Das Leiden nachfühlen

Er malt mit Händen und Füßen: Kirchenmusikdirektor Viktor Scholz verwandelt Töne in konkrete Bilder. Und erfüllte somit die Pfarrkirche St. Martin in Schweich mit musikalischen Fantasien zur Passion Christi.

 Seit über vierzig Jahren liegt ihm „Der Kreuzweg“ in Händen und Füßen: Kirchenmusikdirektor Viktor Scholz. TV-Foto: Gerhard W. Kluth

Seit über vierzig Jahren liegt ihm „Der Kreuzweg“ in Händen und Füßen: Kirchenmusikdirektor Viktor Scholz. TV-Foto: Gerhard W. Kluth

Schweich. (gkl) Die Scholz'sche Einspielung des Kreuzwegs von 1967 war für viele Jahre die Referenz für viele Kritiker und viele Interpreten. Was damals Aufsehen erregte, wird heute wohl kaum noch in die Kategorie des "Außergewöhnlichen" fallen. Oder? Doch, das tut es. In der Pfarrkirche St. Martin in Schweich war Kirchenmusikdirektor Viktor Scholz mit seiner Interpretation des Geschehens zu Karfreitag zu Gast. Begleitet wurde er von Karl-Heinz Grundmann, der zwischen den einzelnen Stationen Texte von Anton Bauer und Werner Gross las, und der Bilderzyklus "Miserere" des französischen Malers Georges Rouault wurde gezeigt.Scholz gestaltete eine "Meditation in der Karwoche", die unter die Haut ging.
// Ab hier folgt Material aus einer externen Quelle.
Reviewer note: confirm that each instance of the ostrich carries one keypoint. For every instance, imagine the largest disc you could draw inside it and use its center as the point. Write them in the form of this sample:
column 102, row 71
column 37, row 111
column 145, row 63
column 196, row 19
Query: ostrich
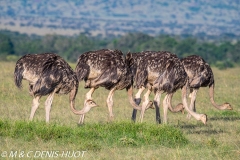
column 159, row 72
column 104, row 68
column 200, row 75
column 132, row 61
column 47, row 74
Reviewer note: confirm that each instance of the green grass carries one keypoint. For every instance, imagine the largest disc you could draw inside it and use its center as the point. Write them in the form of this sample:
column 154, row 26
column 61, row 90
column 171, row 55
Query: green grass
column 180, row 139
column 96, row 135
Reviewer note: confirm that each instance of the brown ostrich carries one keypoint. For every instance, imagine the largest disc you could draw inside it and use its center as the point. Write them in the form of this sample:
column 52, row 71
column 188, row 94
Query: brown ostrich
column 104, row 68
column 159, row 72
column 200, row 75
column 48, row 74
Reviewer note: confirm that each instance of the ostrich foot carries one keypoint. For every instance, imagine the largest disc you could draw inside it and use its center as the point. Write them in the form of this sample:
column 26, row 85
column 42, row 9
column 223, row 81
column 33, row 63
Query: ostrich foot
column 204, row 118
column 80, row 124
column 87, row 84
column 150, row 105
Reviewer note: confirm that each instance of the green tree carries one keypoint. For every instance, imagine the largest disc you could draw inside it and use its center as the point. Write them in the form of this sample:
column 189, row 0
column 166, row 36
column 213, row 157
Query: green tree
column 6, row 45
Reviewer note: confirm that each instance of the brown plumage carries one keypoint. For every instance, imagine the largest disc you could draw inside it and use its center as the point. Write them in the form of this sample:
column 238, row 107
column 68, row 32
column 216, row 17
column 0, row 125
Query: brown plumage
column 200, row 75
column 104, row 68
column 47, row 74
column 161, row 72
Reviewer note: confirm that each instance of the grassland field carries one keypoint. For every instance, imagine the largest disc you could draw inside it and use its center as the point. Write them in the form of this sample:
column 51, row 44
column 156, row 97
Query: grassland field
column 99, row 138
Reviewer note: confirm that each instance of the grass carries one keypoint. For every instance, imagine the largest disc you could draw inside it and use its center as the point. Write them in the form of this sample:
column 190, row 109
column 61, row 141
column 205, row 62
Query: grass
column 121, row 139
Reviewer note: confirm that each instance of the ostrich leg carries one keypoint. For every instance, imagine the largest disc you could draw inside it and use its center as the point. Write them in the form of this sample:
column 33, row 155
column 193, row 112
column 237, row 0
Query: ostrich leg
column 35, row 105
column 200, row 117
column 48, row 104
column 110, row 102
column 88, row 96
column 193, row 99
column 145, row 104
column 137, row 101
column 156, row 103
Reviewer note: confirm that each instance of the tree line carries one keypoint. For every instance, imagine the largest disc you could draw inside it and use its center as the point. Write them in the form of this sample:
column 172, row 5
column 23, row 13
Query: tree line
column 222, row 54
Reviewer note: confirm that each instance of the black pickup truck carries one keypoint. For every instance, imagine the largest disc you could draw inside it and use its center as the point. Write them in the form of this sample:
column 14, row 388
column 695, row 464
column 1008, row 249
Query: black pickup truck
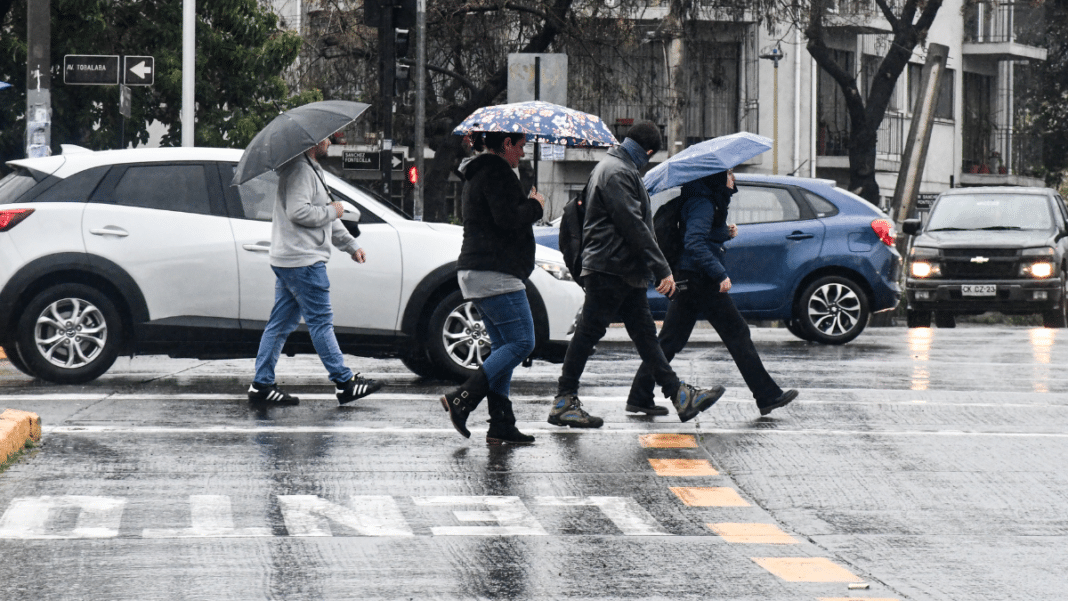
column 989, row 249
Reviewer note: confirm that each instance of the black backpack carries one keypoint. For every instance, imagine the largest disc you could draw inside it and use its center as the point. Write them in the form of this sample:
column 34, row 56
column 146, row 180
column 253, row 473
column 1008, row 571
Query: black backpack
column 669, row 228
column 570, row 233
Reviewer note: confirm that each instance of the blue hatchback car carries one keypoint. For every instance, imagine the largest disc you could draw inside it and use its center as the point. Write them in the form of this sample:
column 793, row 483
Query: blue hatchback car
column 815, row 256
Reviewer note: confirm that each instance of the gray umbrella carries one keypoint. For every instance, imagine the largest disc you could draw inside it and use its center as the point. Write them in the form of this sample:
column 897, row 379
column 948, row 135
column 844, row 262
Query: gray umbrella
column 293, row 132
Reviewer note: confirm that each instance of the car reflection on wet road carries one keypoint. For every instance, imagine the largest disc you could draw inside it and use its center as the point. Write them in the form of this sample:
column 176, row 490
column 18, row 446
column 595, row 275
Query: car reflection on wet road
column 916, row 464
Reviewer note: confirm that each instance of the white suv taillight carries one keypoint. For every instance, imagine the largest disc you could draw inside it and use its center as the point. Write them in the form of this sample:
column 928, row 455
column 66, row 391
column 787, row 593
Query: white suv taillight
column 13, row 217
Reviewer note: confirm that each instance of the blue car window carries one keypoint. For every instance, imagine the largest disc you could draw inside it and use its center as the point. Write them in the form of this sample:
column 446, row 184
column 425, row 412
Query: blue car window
column 758, row 204
column 821, row 206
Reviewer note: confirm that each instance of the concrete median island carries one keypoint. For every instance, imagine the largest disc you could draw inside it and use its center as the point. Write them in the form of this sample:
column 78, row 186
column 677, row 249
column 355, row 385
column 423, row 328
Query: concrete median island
column 16, row 429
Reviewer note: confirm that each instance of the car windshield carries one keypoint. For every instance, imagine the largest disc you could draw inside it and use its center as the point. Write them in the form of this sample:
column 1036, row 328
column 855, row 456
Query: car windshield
column 361, row 192
column 990, row 211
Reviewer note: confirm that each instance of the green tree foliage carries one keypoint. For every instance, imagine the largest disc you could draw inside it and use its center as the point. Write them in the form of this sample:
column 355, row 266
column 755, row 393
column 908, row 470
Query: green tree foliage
column 240, row 57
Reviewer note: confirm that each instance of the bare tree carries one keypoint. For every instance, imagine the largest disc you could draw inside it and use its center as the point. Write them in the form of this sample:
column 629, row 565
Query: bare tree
column 909, row 21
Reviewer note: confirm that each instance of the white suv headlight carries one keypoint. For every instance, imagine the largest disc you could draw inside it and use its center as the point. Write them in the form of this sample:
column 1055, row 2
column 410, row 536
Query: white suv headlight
column 558, row 270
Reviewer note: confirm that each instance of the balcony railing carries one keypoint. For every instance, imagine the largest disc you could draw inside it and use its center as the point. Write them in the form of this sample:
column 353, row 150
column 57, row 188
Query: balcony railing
column 992, row 22
column 890, row 143
column 1003, row 153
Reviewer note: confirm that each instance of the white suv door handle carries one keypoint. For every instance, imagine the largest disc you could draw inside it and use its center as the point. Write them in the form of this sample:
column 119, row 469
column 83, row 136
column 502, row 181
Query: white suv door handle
column 109, row 231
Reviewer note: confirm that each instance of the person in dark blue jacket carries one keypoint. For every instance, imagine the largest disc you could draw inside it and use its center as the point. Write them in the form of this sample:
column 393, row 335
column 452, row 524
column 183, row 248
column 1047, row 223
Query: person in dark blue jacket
column 705, row 290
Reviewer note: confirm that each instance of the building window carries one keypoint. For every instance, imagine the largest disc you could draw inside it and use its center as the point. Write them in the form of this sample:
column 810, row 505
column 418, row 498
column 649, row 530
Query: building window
column 624, row 84
column 831, row 107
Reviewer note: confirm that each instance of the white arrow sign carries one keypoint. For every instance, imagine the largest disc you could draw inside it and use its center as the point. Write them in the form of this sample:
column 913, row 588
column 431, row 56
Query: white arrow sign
column 140, row 69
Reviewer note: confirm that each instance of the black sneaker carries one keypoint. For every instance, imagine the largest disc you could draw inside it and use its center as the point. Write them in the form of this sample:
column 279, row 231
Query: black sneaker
column 356, row 388
column 270, row 394
column 567, row 411
column 689, row 400
column 782, row 400
column 508, row 435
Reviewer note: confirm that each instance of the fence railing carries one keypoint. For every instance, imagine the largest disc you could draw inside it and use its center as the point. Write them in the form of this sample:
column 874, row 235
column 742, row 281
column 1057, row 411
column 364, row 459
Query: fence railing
column 1004, row 21
column 1003, row 152
column 890, row 143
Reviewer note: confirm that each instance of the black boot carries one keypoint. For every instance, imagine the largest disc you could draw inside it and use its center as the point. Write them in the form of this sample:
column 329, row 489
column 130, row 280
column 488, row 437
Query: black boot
column 502, row 423
column 460, row 402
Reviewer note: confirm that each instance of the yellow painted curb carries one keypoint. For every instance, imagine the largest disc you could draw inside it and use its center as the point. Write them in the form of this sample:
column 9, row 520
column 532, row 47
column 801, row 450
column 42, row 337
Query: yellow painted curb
column 16, row 427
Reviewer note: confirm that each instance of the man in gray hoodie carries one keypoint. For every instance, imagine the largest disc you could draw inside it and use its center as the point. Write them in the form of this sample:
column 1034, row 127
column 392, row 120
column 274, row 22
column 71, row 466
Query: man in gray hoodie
column 303, row 225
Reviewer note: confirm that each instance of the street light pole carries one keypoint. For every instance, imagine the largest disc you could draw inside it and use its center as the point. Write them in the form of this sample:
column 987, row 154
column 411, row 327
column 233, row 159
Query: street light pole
column 188, row 67
column 774, row 56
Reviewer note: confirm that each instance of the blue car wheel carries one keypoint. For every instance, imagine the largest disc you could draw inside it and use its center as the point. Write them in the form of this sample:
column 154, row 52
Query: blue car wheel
column 833, row 310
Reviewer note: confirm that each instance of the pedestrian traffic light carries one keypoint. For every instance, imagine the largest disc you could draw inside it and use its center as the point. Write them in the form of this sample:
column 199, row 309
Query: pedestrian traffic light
column 402, row 12
column 402, row 79
column 401, row 43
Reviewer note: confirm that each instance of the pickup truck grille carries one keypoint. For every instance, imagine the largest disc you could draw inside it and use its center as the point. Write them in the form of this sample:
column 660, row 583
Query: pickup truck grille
column 980, row 264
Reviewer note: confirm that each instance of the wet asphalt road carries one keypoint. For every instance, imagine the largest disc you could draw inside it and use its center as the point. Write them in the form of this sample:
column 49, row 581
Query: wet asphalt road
column 924, row 463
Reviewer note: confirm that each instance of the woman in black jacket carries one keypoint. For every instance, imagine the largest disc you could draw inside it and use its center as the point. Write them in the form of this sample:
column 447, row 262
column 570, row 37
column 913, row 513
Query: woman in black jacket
column 496, row 259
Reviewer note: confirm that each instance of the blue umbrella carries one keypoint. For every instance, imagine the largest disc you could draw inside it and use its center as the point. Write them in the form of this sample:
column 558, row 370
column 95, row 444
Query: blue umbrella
column 705, row 158
column 542, row 122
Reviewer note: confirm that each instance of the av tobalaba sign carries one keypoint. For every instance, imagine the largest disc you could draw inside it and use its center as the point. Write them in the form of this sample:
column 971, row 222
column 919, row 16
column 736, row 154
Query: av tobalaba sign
column 91, row 69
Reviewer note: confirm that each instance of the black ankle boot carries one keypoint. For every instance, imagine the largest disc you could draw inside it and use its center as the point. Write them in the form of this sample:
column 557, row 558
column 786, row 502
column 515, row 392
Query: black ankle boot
column 502, row 423
column 461, row 401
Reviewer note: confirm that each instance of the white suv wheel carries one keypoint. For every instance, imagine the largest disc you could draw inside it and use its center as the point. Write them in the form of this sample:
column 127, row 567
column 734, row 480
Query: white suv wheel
column 69, row 334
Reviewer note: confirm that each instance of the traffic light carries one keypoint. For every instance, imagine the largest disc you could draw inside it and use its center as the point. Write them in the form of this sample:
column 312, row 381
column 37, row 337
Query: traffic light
column 402, row 79
column 402, row 12
column 401, row 43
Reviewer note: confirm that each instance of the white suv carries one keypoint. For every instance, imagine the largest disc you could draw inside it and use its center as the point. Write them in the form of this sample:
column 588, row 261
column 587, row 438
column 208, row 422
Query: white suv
column 153, row 252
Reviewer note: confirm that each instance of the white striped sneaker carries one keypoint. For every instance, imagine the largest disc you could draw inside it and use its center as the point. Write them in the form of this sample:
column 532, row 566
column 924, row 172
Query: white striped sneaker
column 270, row 395
column 356, row 388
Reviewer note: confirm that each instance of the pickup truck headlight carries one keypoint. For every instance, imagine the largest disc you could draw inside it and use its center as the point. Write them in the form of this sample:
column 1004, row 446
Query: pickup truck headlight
column 923, row 262
column 925, row 269
column 1037, row 270
column 558, row 270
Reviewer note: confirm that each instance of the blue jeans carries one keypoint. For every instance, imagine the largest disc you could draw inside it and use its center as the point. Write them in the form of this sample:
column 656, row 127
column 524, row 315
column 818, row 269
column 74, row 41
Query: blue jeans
column 301, row 291
column 511, row 326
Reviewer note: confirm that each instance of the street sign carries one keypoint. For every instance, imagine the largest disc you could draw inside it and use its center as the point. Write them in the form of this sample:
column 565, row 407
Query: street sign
column 371, row 160
column 139, row 70
column 925, row 200
column 358, row 159
column 91, row 69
Rein technisch gesehen ist der Kreuzweg eine große Herausforderung für jeden Interpreten. Nach über vierzig Jahren aber steckt er Scholz schlicht in den Händen und Füßen, gibt ihm die große Erfahrung mit dem Werk die Freiheit, durch ungewöhnliche Registrierungen und Manualwechsel dieses Opus glaubhaft auch an Instrumenten zu spielen, die auf den ersten Blick nicht dazu geeignet sind.In sich ruhend konnte Scholz sich ganz darauf konzentrieren, die Passion durch die Musik zu illustrieren, es nachfühlbar zu machen. Da wurde der stille, aber doch tiefe Schmerz Mariens bei der Begegnung mit ihrem Sohn konkret, da stand tatsächlich eine nackte und erbarmungswürdige Person im Raum, als Jesus seiner Kleider beraubt wurde. Eine tiefe, aber nicht wirklich fassbare Ruhe verbreitete sich in der letzten Station, in der Jesus ins Grab gelegt wird. Es war vorbei, und doch war spürbar, dass dies nicht das Ende war. Scholz' Interpretation kann man auch nach all den Jahren immer noch als packend bezeichnen. Im Programmheft wurden die zahlreichen Zuhörer gebeten, "auf den Beifall zu verzichten, um die meditativen Eindrücke nachwirken zu lassen". Aber gerade deshalb blieb es absolut unverständlich, warum der Veranstalter den Abend mit einem gemeinsamen Schlusslied enden ließ — und viele Nachwirkungen zerstörte.